Des décennies plus tard, on fait le contraire pour réduire l’empreinte environnementale de l’activité humaine. Les connaissances scientifiques ont prouvé la nécessité de mettre en place des stratégies inverses. Ainsi, avec l’adoption de certaines pratiques agronomiques reconnues, on minimise l’impact de l’activité de production des denrées alimentaires sur les ressources naturelles et les écosystèmes.
Au Québec, le secteur agricole a adhéré au Plan d’agriculture durable (PAD) 2020-2030. Les Producteurs de grains du Québec (PGQ) y contribuent en mettant en œuvre des projets de transfert de connaissances et de sensibilisation auprès des producteurs sur des actions reconnues pour leur contribution dans l’atteinte des objectifs du PAD. La particularité du PAD est qu’il précise des objectifs sectoriels à atteindre au cours des prochaines années. La question est la suivante : advenant que l’on ait atteint – ou même que l’on dépasse – les objectifs du PAD, est-ce que l’ensemble de la production agricole aura atteint le sommet et sera « certifiée » durable? Modestement, on dira non!
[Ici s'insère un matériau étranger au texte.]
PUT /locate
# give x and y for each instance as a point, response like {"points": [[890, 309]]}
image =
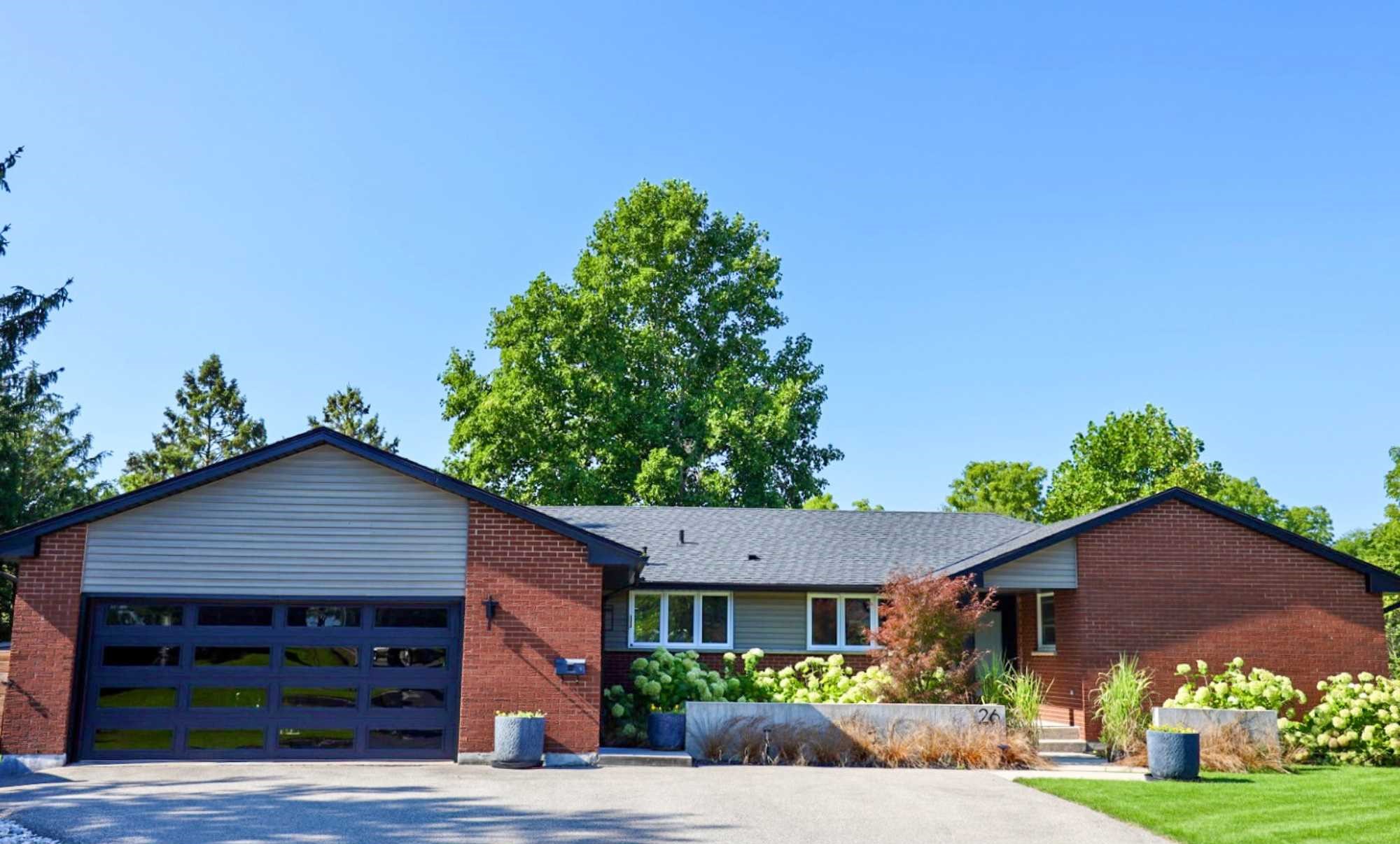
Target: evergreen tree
{"points": [[211, 425], [349, 414]]}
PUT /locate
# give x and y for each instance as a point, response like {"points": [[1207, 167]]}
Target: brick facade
{"points": [[1175, 584], [44, 646], [551, 605]]}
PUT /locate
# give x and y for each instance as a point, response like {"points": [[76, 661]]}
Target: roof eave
{"points": [[23, 542]]}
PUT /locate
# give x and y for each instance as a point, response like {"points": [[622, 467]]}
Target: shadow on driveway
{"points": [[359, 806]]}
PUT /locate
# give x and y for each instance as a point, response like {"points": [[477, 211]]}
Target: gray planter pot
{"points": [[1174, 755], [520, 743], [667, 731]]}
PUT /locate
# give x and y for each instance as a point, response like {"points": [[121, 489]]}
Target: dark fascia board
{"points": [[1378, 580], [23, 542], [712, 587]]}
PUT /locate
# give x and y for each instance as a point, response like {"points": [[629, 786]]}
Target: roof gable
{"points": [[22, 542], [1378, 580]]}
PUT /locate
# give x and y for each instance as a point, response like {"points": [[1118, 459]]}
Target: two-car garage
{"points": [[236, 680]]}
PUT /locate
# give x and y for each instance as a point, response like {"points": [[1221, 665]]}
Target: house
{"points": [[323, 600]]}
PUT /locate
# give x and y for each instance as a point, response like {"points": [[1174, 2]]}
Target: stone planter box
{"points": [[1262, 726], [520, 743], [667, 731], [1174, 755], [706, 717]]}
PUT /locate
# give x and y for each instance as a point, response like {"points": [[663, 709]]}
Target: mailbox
{"points": [[566, 668]]}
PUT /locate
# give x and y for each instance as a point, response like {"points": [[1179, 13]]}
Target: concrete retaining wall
{"points": [[1262, 726], [704, 719]]}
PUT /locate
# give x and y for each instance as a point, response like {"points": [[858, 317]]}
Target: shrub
{"points": [[660, 684], [1233, 689], [1357, 722], [822, 681], [925, 628], [853, 743], [1121, 696], [1023, 692]]}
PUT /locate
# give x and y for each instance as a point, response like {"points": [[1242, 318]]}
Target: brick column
{"points": [[44, 647], [551, 605]]}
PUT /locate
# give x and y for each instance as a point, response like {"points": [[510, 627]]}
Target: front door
{"points": [[222, 680]]}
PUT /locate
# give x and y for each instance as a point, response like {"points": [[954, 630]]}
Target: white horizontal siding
{"points": [[1054, 568], [318, 523]]}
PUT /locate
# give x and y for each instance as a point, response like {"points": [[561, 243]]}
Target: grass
{"points": [[1314, 806]]}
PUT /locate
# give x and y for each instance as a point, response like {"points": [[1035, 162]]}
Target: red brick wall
{"points": [[44, 646], [1175, 584], [551, 605], [618, 664]]}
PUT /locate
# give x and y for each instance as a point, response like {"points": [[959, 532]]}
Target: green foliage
{"points": [[1172, 729], [999, 486], [1357, 722], [1121, 706], [1023, 692], [1248, 496], [1233, 689], [828, 502], [46, 468], [925, 628], [824, 681], [349, 414], [664, 682], [1381, 547], [1129, 457], [212, 425], [649, 379]]}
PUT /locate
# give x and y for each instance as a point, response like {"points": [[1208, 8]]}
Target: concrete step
{"points": [[643, 758]]}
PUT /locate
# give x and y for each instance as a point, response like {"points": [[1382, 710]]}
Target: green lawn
{"points": [[1315, 806]]}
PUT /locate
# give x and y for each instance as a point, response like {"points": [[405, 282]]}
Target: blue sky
{"points": [[996, 223]]}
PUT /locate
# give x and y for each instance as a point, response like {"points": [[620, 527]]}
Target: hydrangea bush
{"points": [[664, 682], [1233, 689], [824, 681], [1357, 722]]}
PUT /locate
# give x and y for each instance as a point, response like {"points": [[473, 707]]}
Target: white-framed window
{"points": [[681, 621], [1045, 622], [841, 622]]}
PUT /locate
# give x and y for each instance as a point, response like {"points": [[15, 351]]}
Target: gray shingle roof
{"points": [[794, 548]]}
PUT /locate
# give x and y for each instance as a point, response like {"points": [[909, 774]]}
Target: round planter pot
{"points": [[520, 743], [667, 731], [1174, 755]]}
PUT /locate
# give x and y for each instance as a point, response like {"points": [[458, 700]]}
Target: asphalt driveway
{"points": [[430, 804]]}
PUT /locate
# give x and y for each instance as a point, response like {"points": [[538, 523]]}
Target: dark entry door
{"points": [[222, 680]]}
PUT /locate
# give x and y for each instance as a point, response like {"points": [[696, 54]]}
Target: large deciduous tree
{"points": [[999, 486], [349, 414], [1129, 457], [209, 423], [1250, 496], [649, 377], [1381, 547]]}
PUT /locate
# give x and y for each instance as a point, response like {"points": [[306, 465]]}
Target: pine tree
{"points": [[349, 414]]}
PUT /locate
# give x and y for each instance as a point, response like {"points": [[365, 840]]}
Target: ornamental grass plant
{"points": [[1122, 706]]}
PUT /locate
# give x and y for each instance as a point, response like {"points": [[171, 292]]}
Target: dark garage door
{"points": [[218, 680]]}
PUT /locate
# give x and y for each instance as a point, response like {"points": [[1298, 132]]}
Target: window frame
{"points": [[664, 628], [1042, 649], [841, 647]]}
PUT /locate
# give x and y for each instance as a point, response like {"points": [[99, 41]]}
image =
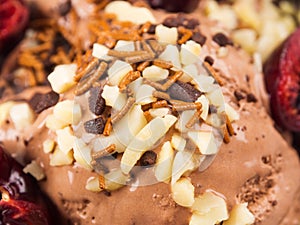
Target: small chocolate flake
{"points": [[238, 95], [148, 158], [95, 126], [221, 39], [184, 92], [209, 60], [251, 98], [39, 102], [199, 38], [96, 101]]}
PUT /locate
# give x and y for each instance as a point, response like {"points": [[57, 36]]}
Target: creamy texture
{"points": [[257, 166]]}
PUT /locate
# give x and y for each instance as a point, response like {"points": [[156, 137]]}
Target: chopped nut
{"points": [[148, 158], [94, 126]]}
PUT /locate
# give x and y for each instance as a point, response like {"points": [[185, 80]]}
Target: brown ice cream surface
{"points": [[257, 166]]}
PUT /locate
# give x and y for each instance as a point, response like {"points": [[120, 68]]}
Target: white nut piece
{"points": [[144, 140], [113, 97], [171, 54], [183, 192], [92, 184], [100, 52], [163, 168], [35, 170], [21, 115], [190, 52], [62, 77], [67, 111], [155, 73], [82, 153], [118, 71], [48, 145], [59, 158], [144, 94], [65, 139], [178, 142], [240, 215], [126, 12], [5, 109], [166, 35]]}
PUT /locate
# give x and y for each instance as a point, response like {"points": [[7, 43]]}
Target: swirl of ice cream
{"points": [[254, 177]]}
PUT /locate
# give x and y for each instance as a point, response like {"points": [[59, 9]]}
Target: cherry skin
{"points": [[175, 6], [282, 76]]}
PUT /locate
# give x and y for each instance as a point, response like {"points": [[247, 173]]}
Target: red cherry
{"points": [[175, 6], [282, 76], [21, 202], [14, 17]]}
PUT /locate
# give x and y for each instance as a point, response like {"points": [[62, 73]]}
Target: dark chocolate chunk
{"points": [[209, 60], [199, 38], [251, 98], [221, 39], [148, 158], [238, 95], [184, 92], [96, 101], [39, 102], [95, 126]]}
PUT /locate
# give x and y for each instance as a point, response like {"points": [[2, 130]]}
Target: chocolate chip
{"points": [[64, 8], [184, 92], [238, 95], [251, 98], [221, 39], [96, 101], [95, 126], [209, 60], [39, 102], [199, 38], [148, 158]]}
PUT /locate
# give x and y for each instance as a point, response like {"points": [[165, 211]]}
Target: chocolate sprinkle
{"points": [[96, 101], [148, 158], [184, 92], [221, 39], [95, 126], [39, 102]]}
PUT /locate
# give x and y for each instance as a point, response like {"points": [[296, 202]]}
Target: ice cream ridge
{"points": [[148, 118]]}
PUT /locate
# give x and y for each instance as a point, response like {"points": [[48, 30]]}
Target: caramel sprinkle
{"points": [[186, 106], [128, 78], [107, 128], [86, 70], [172, 79], [104, 152], [87, 83], [163, 64], [159, 104], [162, 95]]}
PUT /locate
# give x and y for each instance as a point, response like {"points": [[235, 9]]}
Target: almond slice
{"points": [[144, 140]]}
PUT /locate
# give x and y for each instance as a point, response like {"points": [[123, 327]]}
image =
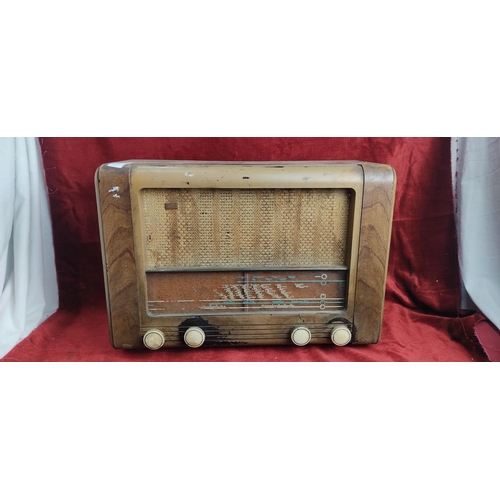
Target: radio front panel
{"points": [[241, 253]]}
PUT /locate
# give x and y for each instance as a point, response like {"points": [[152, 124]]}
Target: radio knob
{"points": [[153, 339], [301, 336], [194, 336], [341, 335]]}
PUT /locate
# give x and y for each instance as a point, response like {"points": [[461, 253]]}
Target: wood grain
{"points": [[113, 188], [376, 223]]}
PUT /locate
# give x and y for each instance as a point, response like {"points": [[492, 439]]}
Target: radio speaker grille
{"points": [[232, 228]]}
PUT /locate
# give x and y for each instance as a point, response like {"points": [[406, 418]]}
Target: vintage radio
{"points": [[244, 253]]}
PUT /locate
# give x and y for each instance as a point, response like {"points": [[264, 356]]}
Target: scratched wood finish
{"points": [[123, 277], [376, 224], [113, 190]]}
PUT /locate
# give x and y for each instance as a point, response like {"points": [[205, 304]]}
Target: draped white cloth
{"points": [[476, 175], [28, 286]]}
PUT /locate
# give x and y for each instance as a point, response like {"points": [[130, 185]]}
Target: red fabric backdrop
{"points": [[421, 321]]}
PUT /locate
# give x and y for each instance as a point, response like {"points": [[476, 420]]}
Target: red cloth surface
{"points": [[421, 321]]}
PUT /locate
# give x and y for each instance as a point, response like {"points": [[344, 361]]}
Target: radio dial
{"points": [[301, 336], [341, 335], [153, 339], [194, 336]]}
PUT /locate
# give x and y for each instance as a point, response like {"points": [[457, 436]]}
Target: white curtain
{"points": [[476, 176], [28, 286]]}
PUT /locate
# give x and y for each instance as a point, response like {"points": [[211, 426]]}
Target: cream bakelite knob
{"points": [[301, 336], [194, 336], [341, 335], [153, 339]]}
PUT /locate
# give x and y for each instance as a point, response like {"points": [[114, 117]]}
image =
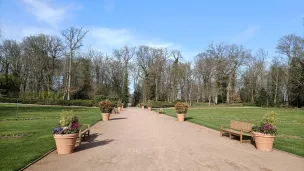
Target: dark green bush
{"points": [[60, 102], [106, 106]]}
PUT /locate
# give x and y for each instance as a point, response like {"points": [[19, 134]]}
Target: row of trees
{"points": [[49, 66]]}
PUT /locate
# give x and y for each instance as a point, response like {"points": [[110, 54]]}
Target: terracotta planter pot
{"points": [[105, 116], [263, 142], [181, 117], [65, 143], [254, 134]]}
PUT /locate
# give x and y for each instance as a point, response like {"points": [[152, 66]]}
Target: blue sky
{"points": [[188, 26]]}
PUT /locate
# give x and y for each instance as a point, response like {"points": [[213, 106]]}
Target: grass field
{"points": [[33, 126], [290, 122]]}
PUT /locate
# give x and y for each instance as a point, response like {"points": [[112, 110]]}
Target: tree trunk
{"points": [[69, 74], [276, 90]]}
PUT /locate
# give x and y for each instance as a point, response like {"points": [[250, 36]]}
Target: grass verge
{"points": [[290, 123], [26, 131]]}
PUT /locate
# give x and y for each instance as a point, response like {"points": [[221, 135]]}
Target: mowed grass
{"points": [[290, 122], [37, 123]]}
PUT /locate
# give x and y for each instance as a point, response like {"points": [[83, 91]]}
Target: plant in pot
{"points": [[142, 105], [265, 133], [106, 108], [181, 110], [119, 107], [161, 111], [66, 134], [149, 105]]}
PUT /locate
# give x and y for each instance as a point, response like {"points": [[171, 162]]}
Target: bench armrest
{"points": [[88, 125]]}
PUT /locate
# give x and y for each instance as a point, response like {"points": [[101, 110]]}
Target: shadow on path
{"points": [[92, 144], [117, 118]]}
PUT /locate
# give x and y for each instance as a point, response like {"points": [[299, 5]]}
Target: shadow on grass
{"points": [[117, 118]]}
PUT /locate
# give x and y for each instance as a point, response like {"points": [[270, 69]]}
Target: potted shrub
{"points": [[265, 133], [106, 108], [161, 111], [66, 134], [119, 107], [149, 105], [181, 110]]}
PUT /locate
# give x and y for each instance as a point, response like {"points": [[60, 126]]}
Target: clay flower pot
{"points": [[105, 116], [254, 134], [65, 143], [263, 142], [181, 117]]}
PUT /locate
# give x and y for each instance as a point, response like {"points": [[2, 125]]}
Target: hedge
{"points": [[61, 102]]}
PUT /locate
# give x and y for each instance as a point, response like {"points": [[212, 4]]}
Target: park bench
{"points": [[83, 132], [238, 128]]}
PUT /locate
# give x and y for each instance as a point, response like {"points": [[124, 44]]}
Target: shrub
{"points": [[161, 111], [68, 123], [181, 108], [266, 126], [150, 103], [269, 118], [106, 106], [88, 103]]}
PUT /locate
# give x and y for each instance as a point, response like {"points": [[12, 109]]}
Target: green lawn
{"points": [[290, 122], [36, 122]]}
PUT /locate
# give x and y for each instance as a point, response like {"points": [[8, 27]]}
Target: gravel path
{"points": [[140, 140]]}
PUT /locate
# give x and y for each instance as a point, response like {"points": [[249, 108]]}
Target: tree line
{"points": [[50, 66]]}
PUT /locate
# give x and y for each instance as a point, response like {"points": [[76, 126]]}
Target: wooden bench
{"points": [[115, 111], [83, 133], [238, 128]]}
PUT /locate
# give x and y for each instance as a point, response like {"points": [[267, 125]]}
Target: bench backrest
{"points": [[244, 126]]}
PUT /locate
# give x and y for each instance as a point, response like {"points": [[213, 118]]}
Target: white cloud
{"points": [[46, 12], [106, 39], [109, 6], [246, 34]]}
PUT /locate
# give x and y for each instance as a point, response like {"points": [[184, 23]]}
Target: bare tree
{"points": [[73, 38]]}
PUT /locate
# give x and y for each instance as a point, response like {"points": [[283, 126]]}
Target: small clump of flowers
{"points": [[68, 124], [266, 126]]}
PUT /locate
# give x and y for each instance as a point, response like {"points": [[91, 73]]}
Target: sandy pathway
{"points": [[140, 140]]}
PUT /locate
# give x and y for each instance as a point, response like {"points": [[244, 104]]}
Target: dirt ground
{"points": [[137, 139]]}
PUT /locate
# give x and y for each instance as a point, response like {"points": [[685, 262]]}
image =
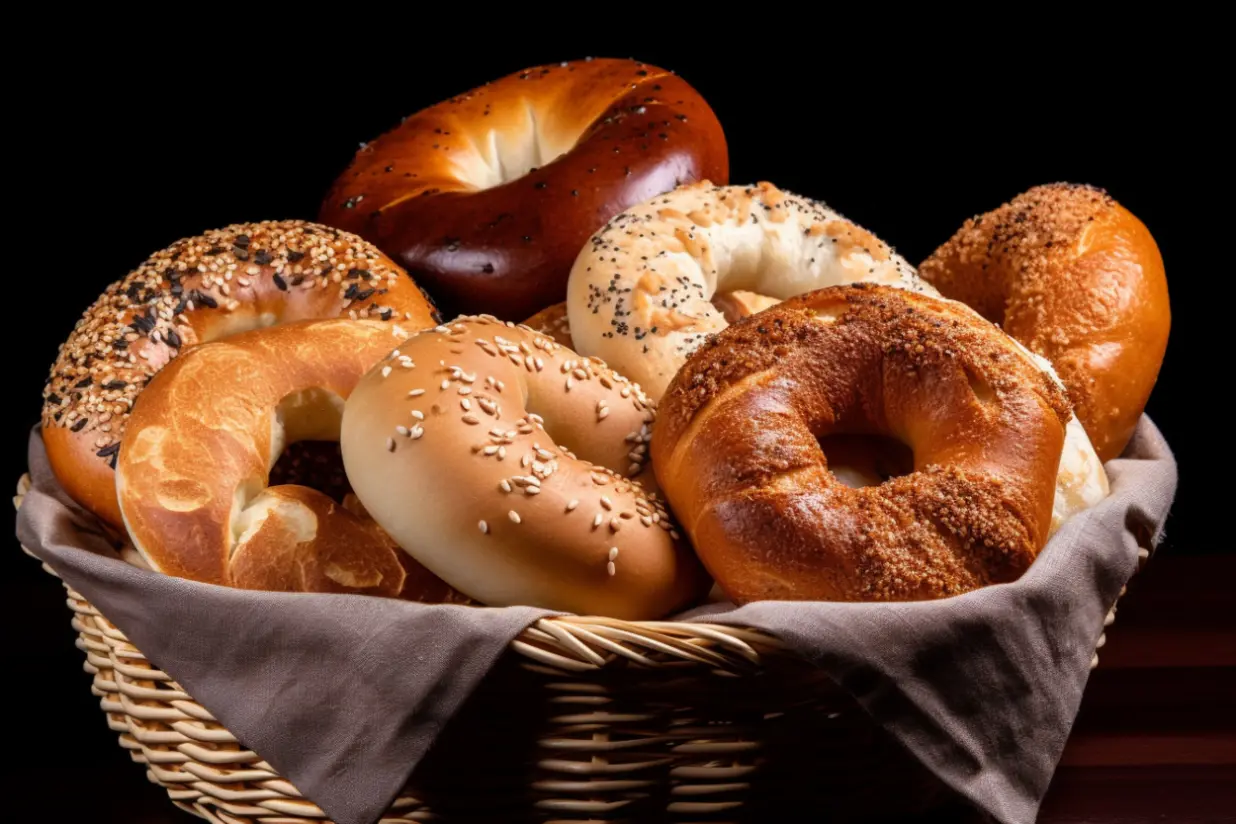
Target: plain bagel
{"points": [[192, 477], [1077, 278], [640, 292], [737, 450], [200, 289], [504, 463], [733, 306], [487, 198]]}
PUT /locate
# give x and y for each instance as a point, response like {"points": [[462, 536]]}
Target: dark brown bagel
{"points": [[736, 450], [488, 197]]}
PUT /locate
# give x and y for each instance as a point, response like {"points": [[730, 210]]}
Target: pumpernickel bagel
{"points": [[487, 198], [1077, 278], [199, 289]]}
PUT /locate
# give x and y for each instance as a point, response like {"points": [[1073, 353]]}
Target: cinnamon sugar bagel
{"points": [[737, 450], [199, 289], [1077, 278]]}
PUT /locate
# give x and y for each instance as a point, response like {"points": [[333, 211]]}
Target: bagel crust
{"points": [[1078, 279], [486, 198], [737, 450], [507, 463], [640, 294], [192, 477], [195, 290]]}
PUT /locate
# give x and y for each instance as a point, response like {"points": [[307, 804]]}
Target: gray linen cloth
{"points": [[344, 694]]}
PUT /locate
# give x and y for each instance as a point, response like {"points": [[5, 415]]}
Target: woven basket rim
{"points": [[584, 643]]}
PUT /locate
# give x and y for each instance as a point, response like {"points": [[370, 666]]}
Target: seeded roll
{"points": [[200, 289], [508, 466]]}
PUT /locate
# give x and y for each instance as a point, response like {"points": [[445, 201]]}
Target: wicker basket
{"points": [[613, 722]]}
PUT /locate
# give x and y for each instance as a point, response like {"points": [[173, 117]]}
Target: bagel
{"points": [[487, 198], [520, 456], [733, 306], [640, 292], [200, 289], [1077, 278], [737, 450], [192, 476]]}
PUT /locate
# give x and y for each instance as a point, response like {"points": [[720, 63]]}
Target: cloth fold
{"points": [[982, 688]]}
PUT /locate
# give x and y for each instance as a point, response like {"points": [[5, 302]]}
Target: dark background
{"points": [[155, 141]]}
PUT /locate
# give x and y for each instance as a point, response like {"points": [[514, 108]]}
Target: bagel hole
{"points": [[865, 460], [307, 428]]}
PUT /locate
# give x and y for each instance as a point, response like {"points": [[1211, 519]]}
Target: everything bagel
{"points": [[1077, 278], [192, 477], [202, 289], [487, 198], [514, 505], [737, 450], [640, 292]]}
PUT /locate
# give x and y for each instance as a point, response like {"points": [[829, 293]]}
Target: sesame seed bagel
{"points": [[506, 463], [737, 450], [200, 289], [486, 198], [193, 472], [640, 292], [1077, 278]]}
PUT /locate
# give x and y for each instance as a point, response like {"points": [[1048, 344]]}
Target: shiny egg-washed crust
{"points": [[192, 477], [509, 466], [199, 289], [486, 198], [1077, 278], [736, 450]]}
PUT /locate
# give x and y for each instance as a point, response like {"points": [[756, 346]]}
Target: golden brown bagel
{"points": [[192, 476], [487, 198], [737, 451], [1077, 278], [507, 504], [195, 290]]}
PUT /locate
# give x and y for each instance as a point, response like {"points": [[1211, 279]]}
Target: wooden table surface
{"points": [[1155, 740]]}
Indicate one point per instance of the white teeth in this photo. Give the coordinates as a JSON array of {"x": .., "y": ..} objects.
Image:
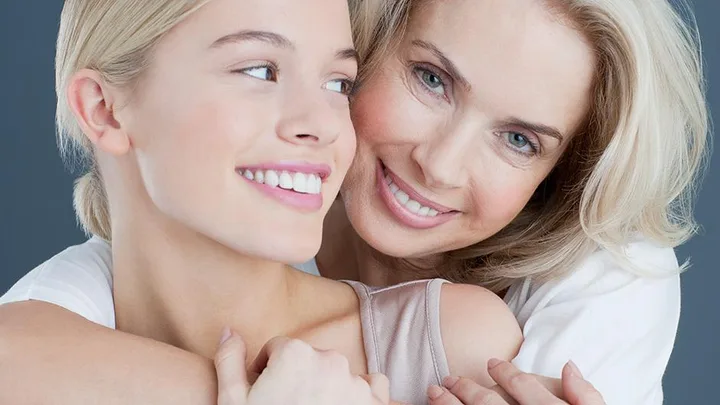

Loin de la sphère du PAD, de nombreux concepts menant à la certification de la production agricole comme « durable » existent partout dans le monde. Nommons par exemple la Farm Sustainability Assessment (FSA), l’agriculture régénératrice et l’agroécologie, qui ne sont en fin de compte que des modes de production qui respectent certains critères préalablement définis. Sans détailler chacun d’entre eux, le dénominateur commun de ces concepts consiste à protéger les ressources naturelles et à les utiliser d’une façon plus rationnelle en produisant des aliments sains et sans risques pour l’environnement et la santé.
Deux approches
La mise en œuvre du PAD ou le recours à une certification de durabilité constituent deux approches pour préserver les ressources et réduire l’empreinte environnementale de la production agricole. La première est le fruit de résultats collectifs qui profitent à la société dans son ensemble, mais qui dépendent des efforts communs de tous les secteurs de production, sans par ailleurs que ceux-ci ne perçoivent de revenus en contrepartie. La deuxième est quant à elle basée sur la performance de la ferme individuellement ou d’un groupe de fermes du même secteur de production. La certification de durabilité est un modèle selon lequel l’utilisateur du produit agricole reconnaît l’effort du producteur et le récompense pour cet effort. Cela se manifeste dans l’écart de prix à l’achat du produit agricole (pour une consommation finale ou une utilisation intermédiaire).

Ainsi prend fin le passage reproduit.